The best way to calculate the height in a binary search tree? (balancing an AVL-tree)

Part 1 - height

As starblue says, height is just recursive. In pseudo-code:

height(node) = max(height(node.L), height(node.R)) + 1

Now height could be defined in two ways. It could be the number of nodes in the path from the root to that node, or it could be the number of links. According to the page you referenced, the most common definition is for the number of links. In which case the complete pseudo code would be:

height(node): 
   if node == null:
        return -1
   else:
        return max(height(node.L), height(node.R)) + 1

If you wanted the number of nodes the code would be:

height(node): 
   if node == null:
        return 0
   else:
        return max(height(node.L), height(node.R)) + 1

Either way, the rebalancing algorithm I think should work the same.

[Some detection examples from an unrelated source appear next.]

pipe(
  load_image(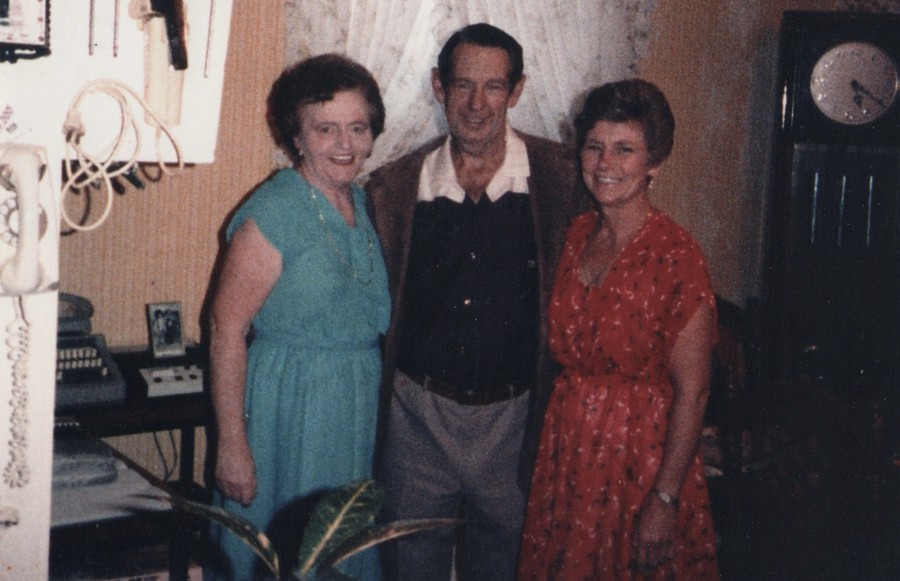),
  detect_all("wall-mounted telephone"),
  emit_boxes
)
[56,293,125,411]
[0,145,56,296]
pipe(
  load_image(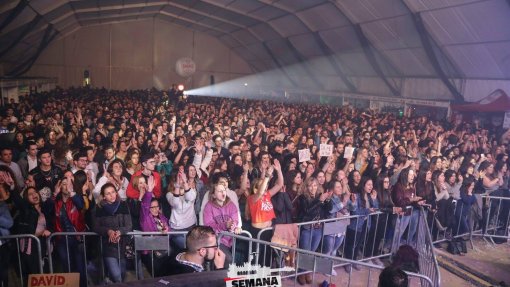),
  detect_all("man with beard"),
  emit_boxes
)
[169,225,225,275]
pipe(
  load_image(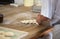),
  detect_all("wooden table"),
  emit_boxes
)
[0,24,52,39]
[0,5,50,39]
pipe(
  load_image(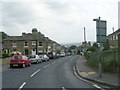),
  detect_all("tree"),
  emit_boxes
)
[87,42,99,52]
[103,39,110,50]
[69,45,77,49]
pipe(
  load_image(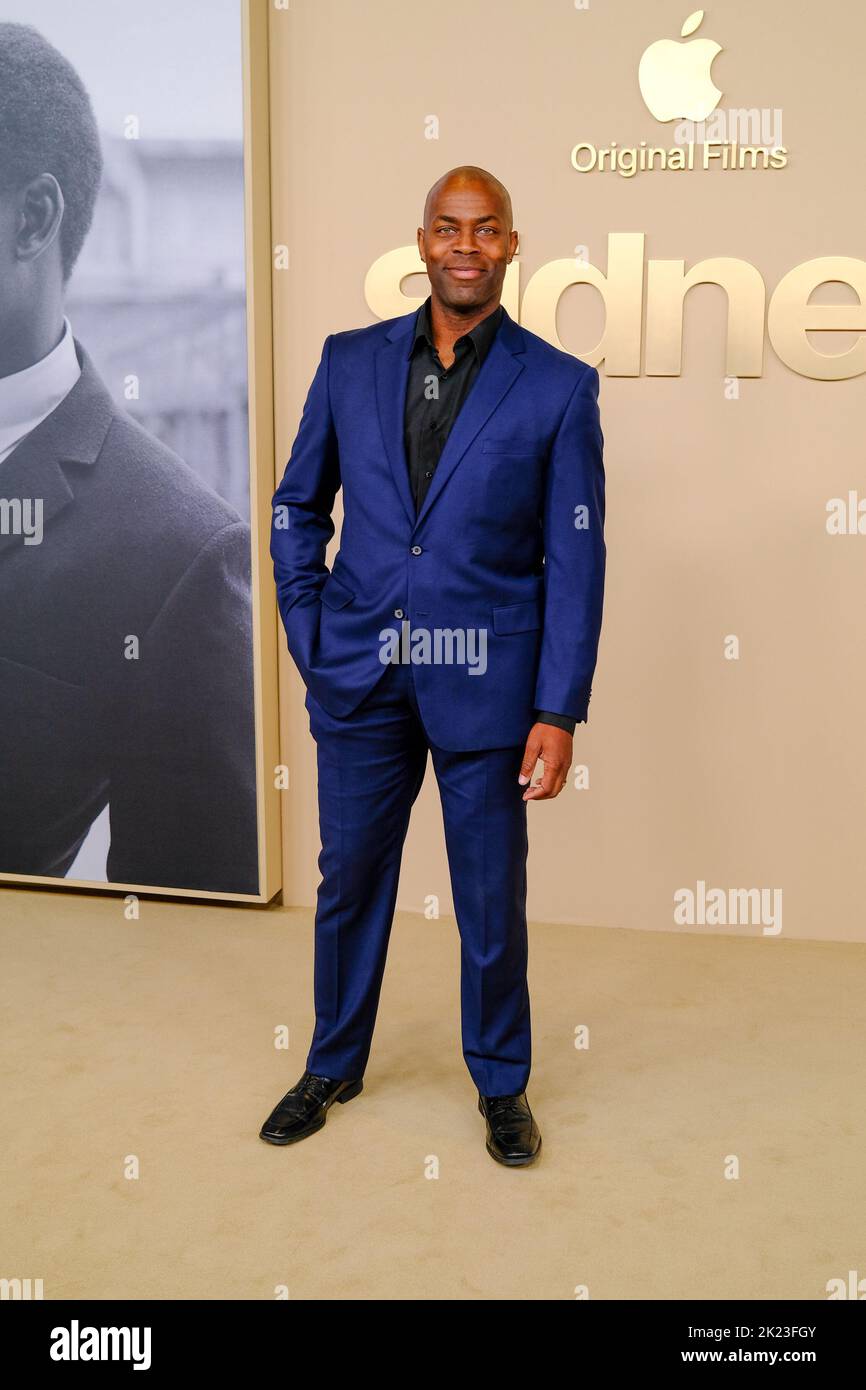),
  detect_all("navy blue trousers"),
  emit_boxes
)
[307,663,531,1095]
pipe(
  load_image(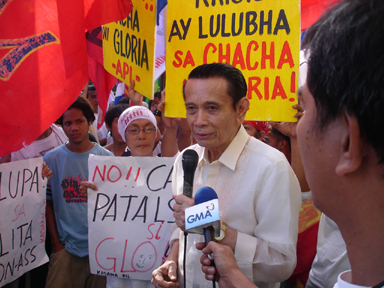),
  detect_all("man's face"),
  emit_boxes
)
[297,84,341,212]
[88,90,99,113]
[63,108,89,144]
[151,98,160,113]
[185,78,243,158]
[125,119,156,156]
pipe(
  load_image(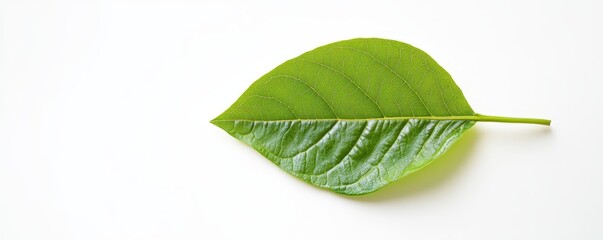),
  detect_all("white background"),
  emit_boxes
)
[0,0,603,240]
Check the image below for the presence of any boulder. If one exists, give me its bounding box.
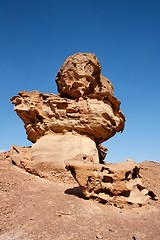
[66,158,158,208]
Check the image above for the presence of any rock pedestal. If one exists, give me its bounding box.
[11,53,156,206]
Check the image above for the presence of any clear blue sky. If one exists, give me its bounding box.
[0,0,160,162]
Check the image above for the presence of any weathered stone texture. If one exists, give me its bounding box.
[66,158,157,207]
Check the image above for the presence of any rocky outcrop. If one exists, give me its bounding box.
[10,53,157,207]
[11,53,125,166]
[66,157,158,207]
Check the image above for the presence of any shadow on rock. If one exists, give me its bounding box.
[65,187,84,198]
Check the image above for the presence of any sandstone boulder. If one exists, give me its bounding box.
[66,158,158,207]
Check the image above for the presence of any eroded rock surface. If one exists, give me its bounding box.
[10,53,157,207]
[11,53,125,170]
[66,158,158,207]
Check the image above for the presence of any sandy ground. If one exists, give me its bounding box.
[0,160,160,240]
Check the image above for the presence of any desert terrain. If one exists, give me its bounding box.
[0,155,160,240]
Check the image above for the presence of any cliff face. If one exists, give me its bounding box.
[11,53,125,144]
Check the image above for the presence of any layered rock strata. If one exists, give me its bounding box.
[11,53,125,174]
[66,157,158,208]
[9,53,157,207]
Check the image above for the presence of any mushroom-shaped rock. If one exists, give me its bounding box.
[11,53,125,181]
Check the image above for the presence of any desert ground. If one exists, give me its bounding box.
[0,158,160,240]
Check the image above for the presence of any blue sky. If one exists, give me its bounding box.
[0,0,160,162]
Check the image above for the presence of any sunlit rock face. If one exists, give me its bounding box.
[11,53,125,144]
[11,53,125,180]
[66,157,158,208]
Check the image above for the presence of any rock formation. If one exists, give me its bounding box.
[66,157,157,208]
[10,53,158,204]
[11,53,125,176]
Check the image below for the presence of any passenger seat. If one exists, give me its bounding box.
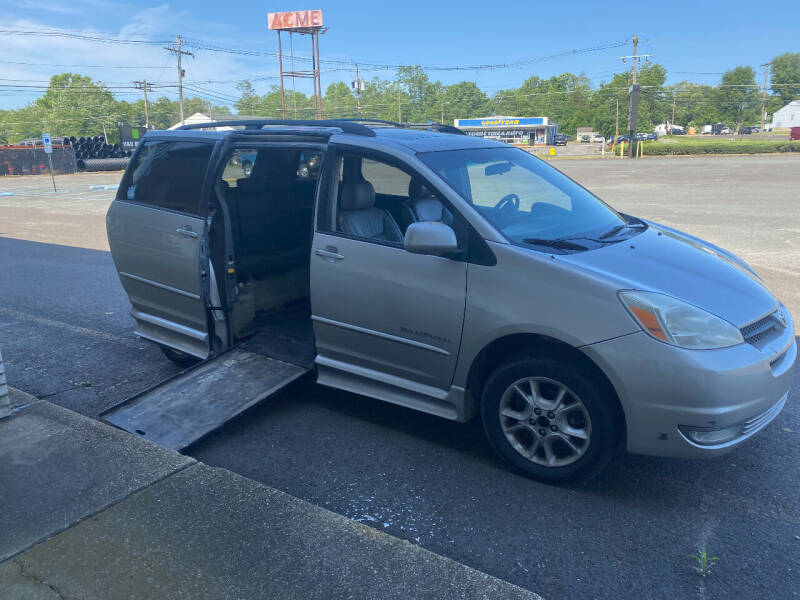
[337,179,403,243]
[403,196,453,228]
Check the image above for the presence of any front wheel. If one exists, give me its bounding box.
[159,344,200,369]
[481,358,620,482]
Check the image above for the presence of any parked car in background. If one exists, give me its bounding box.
[609,133,631,146]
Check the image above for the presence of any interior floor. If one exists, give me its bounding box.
[239,301,315,369]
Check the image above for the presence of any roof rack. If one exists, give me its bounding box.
[177,119,375,137]
[336,119,467,135]
[406,121,467,135]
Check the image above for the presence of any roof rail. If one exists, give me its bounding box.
[406,121,467,135]
[336,117,405,127]
[336,119,467,135]
[177,119,375,137]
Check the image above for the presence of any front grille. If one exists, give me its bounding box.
[739,311,779,344]
[742,392,789,435]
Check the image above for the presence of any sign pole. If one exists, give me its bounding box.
[47,154,58,192]
[42,133,58,192]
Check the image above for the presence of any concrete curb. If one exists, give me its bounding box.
[0,395,541,600]
[0,350,11,419]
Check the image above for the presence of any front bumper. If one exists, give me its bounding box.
[581,318,797,458]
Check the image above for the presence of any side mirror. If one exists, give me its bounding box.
[405,221,458,256]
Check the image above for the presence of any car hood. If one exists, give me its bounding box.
[559,223,778,327]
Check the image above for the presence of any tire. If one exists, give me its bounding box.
[481,357,621,483]
[158,344,200,369]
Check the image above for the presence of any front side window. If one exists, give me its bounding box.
[120,141,214,215]
[418,148,646,252]
[317,151,469,248]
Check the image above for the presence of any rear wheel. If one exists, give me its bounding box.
[159,344,200,369]
[481,357,620,482]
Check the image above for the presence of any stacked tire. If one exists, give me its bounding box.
[70,134,131,171]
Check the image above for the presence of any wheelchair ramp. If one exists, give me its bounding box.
[100,348,310,450]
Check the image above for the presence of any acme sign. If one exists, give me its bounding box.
[267,10,322,30]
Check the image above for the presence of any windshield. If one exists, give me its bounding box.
[418,148,644,252]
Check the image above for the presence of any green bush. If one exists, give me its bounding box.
[644,141,800,156]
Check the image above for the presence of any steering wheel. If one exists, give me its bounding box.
[494,194,519,211]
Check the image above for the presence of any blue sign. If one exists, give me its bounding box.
[456,117,544,127]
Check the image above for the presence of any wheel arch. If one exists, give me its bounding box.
[467,333,627,448]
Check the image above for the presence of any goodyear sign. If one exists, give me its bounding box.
[456,117,544,127]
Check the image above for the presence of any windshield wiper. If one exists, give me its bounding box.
[522,238,589,250]
[598,224,628,240]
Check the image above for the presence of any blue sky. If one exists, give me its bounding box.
[0,0,800,108]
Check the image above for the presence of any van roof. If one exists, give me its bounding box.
[145,119,504,153]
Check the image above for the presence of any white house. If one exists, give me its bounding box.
[769,100,800,129]
[170,113,233,131]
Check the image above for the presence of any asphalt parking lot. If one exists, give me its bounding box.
[0,156,800,599]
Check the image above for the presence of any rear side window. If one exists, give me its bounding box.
[120,142,214,215]
[222,148,258,187]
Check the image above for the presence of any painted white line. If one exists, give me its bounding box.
[0,307,140,348]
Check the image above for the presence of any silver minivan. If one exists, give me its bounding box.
[107,120,797,481]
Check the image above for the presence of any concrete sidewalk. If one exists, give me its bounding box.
[0,390,539,600]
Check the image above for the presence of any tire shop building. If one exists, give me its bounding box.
[453,116,558,146]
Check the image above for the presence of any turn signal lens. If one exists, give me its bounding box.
[619,290,744,350]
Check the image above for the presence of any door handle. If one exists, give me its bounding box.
[314,248,344,260]
[175,227,198,237]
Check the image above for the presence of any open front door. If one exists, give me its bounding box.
[106,139,214,358]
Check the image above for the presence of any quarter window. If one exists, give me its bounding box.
[120,142,214,215]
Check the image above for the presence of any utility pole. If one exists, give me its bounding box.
[669,92,675,135]
[620,34,650,158]
[758,62,772,135]
[353,63,362,117]
[164,34,194,125]
[278,29,286,120]
[133,79,153,130]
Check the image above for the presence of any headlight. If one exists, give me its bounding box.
[619,290,744,350]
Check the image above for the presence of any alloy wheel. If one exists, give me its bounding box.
[499,377,592,467]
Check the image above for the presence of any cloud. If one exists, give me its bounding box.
[0,3,290,109]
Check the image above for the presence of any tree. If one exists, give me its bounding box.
[34,73,121,137]
[234,79,258,115]
[436,81,491,123]
[716,66,761,130]
[322,81,360,118]
[770,52,800,106]
[395,66,442,123]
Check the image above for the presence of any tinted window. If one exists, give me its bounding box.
[361,158,411,197]
[222,148,258,187]
[418,148,641,252]
[122,142,214,214]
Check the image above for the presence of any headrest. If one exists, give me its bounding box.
[411,196,443,221]
[341,179,375,210]
[408,177,431,198]
[236,177,266,193]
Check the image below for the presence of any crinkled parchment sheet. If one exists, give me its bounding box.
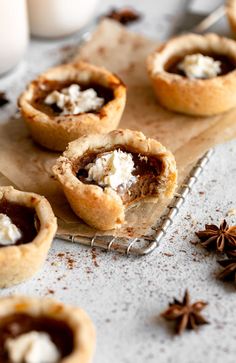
[0,20,236,242]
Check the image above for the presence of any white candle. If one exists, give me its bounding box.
[28,0,98,38]
[0,0,28,74]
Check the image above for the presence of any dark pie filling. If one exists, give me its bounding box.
[164,50,236,77]
[0,198,39,247]
[31,81,114,116]
[75,147,163,204]
[0,314,74,363]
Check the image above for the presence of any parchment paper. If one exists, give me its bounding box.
[0,20,236,237]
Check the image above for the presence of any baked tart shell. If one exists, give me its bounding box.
[0,296,95,363]
[0,186,57,288]
[53,130,177,230]
[147,33,236,116]
[18,62,126,151]
[225,0,236,33]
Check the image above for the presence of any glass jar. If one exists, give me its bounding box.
[28,0,98,38]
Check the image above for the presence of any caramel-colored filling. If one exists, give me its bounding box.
[164,50,236,77]
[74,146,163,204]
[0,314,74,363]
[31,80,114,117]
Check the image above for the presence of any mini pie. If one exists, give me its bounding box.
[147,34,236,116]
[0,296,95,363]
[53,130,177,230]
[226,0,236,33]
[0,186,57,287]
[18,62,126,151]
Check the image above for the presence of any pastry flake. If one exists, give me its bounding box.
[18,62,126,151]
[53,130,177,230]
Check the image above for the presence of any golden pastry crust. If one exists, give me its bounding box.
[18,62,126,151]
[225,0,236,33]
[147,34,236,116]
[0,186,57,288]
[53,130,177,230]
[0,296,95,363]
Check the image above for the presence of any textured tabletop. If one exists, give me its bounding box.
[0,0,236,363]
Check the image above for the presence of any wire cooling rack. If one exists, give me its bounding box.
[57,149,213,256]
[56,6,225,256]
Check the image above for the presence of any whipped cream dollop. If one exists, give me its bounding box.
[178,53,221,78]
[44,84,104,115]
[0,213,22,246]
[5,331,61,363]
[85,149,136,190]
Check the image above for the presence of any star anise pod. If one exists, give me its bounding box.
[161,290,209,334]
[196,219,236,253]
[217,258,236,282]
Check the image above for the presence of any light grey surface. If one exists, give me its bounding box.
[0,0,236,363]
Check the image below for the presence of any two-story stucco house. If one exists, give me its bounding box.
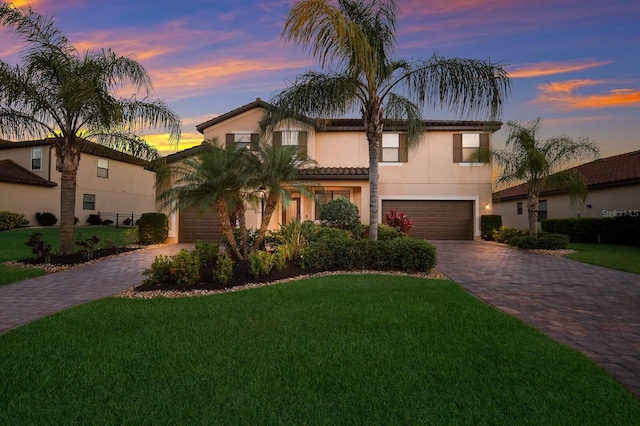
[161,99,501,242]
[0,139,155,225]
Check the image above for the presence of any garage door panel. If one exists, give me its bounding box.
[382,200,473,240]
[178,209,222,243]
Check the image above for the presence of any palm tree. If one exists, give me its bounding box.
[157,139,255,259]
[0,3,180,253]
[491,118,600,235]
[262,0,510,240]
[252,143,318,249]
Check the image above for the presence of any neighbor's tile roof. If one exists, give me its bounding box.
[493,151,640,200]
[0,160,58,186]
[298,167,369,180]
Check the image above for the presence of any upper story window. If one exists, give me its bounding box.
[98,158,109,178]
[379,133,409,163]
[453,133,489,163]
[225,131,259,149]
[31,147,42,172]
[272,130,307,155]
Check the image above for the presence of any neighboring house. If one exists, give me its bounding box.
[493,151,640,229]
[0,139,155,226]
[161,99,501,242]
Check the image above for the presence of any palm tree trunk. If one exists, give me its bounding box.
[253,191,278,250]
[216,199,244,259]
[362,96,384,241]
[60,170,76,254]
[527,192,539,236]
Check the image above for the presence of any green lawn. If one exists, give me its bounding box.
[567,243,640,274]
[0,275,640,425]
[0,226,129,286]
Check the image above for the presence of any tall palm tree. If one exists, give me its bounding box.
[157,139,255,259]
[262,0,510,240]
[0,3,180,253]
[252,143,319,249]
[491,118,600,235]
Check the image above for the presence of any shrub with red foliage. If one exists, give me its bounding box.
[385,208,413,234]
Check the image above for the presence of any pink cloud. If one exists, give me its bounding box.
[507,61,613,78]
[534,79,640,111]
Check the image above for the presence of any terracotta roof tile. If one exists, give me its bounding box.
[0,160,58,186]
[493,151,640,200]
[298,167,369,180]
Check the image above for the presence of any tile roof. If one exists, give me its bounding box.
[0,138,147,165]
[493,151,640,200]
[0,160,58,186]
[298,167,369,180]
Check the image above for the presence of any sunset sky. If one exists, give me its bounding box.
[0,0,640,156]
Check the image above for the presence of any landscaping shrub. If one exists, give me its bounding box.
[213,253,233,284]
[301,238,436,273]
[249,250,271,277]
[25,232,51,263]
[542,215,640,246]
[222,226,264,253]
[271,247,287,271]
[142,249,200,288]
[378,208,413,234]
[194,241,220,267]
[138,213,169,245]
[36,212,58,226]
[509,232,569,250]
[87,213,102,226]
[480,214,502,241]
[0,210,29,231]
[76,235,100,260]
[493,226,529,244]
[320,197,360,235]
[272,220,316,261]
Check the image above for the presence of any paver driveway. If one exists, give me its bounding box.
[431,241,640,398]
[0,244,193,333]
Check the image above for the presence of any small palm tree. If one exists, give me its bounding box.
[252,143,319,249]
[262,0,510,240]
[491,118,600,235]
[157,139,254,259]
[0,3,180,253]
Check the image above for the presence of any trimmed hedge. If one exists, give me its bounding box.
[509,233,569,250]
[480,214,502,241]
[301,237,436,273]
[542,216,640,246]
[138,213,169,245]
[0,210,29,231]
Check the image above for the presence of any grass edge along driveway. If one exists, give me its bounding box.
[0,275,640,425]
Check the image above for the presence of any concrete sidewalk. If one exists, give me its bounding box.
[0,244,193,333]
[431,241,640,399]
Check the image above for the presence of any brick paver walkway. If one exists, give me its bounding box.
[0,241,640,398]
[0,244,193,333]
[433,241,640,398]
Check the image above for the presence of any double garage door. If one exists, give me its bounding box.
[178,209,222,243]
[382,200,473,240]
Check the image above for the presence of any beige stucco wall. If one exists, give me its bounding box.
[0,146,155,225]
[494,184,640,229]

However, your tree will be much more efficient (O(ln(n))) if you store and update height information in the tree, rather than calculating it each time. (O(n))

Part 2 - balancing

When it says "If the balance factor of R is 1", it is talking about the balance factor of the right branch, when the balance factor at the top is 2. It is telling you how to choose whether to do a single rotation or a double rotation. In (python like) Pseudo-code:

if balance factor(top) = 2: // right is imbalanced
     if balance factor(R) = 1: // 
          do a left rotation
     else if balance factor(R) = -1:
          do a double rotation
else: // must be -2, left is imbalanced
     if balance factor(L) = 1: // 
          do a left rotation
     else if balance factor(L) = -1:
          do a double rotation

I hope this makes sense


You do not need to calculate tree depths on the fly.

You can maintain them as you perform operations.

Furthermore, you don't actually in fact have to maintain track of depths; you can simply keep track of the difference between the left and right tree depths.

http://www.eternallyconfuzzled.com/tuts/datastructures/jsw_tut_avl.aspx

Just keeping track of the balance factor (difference between left and right subtrees) is I found easier from a programming POV, except that sorting out the balance factor after a rotation is a PITA...


  • Height is easily implemented by recursion, take the maximum of the height of the subtrees plus one.

  • The "balance factor of R" refers to the right subtree of the tree which is out of balance, I suppose.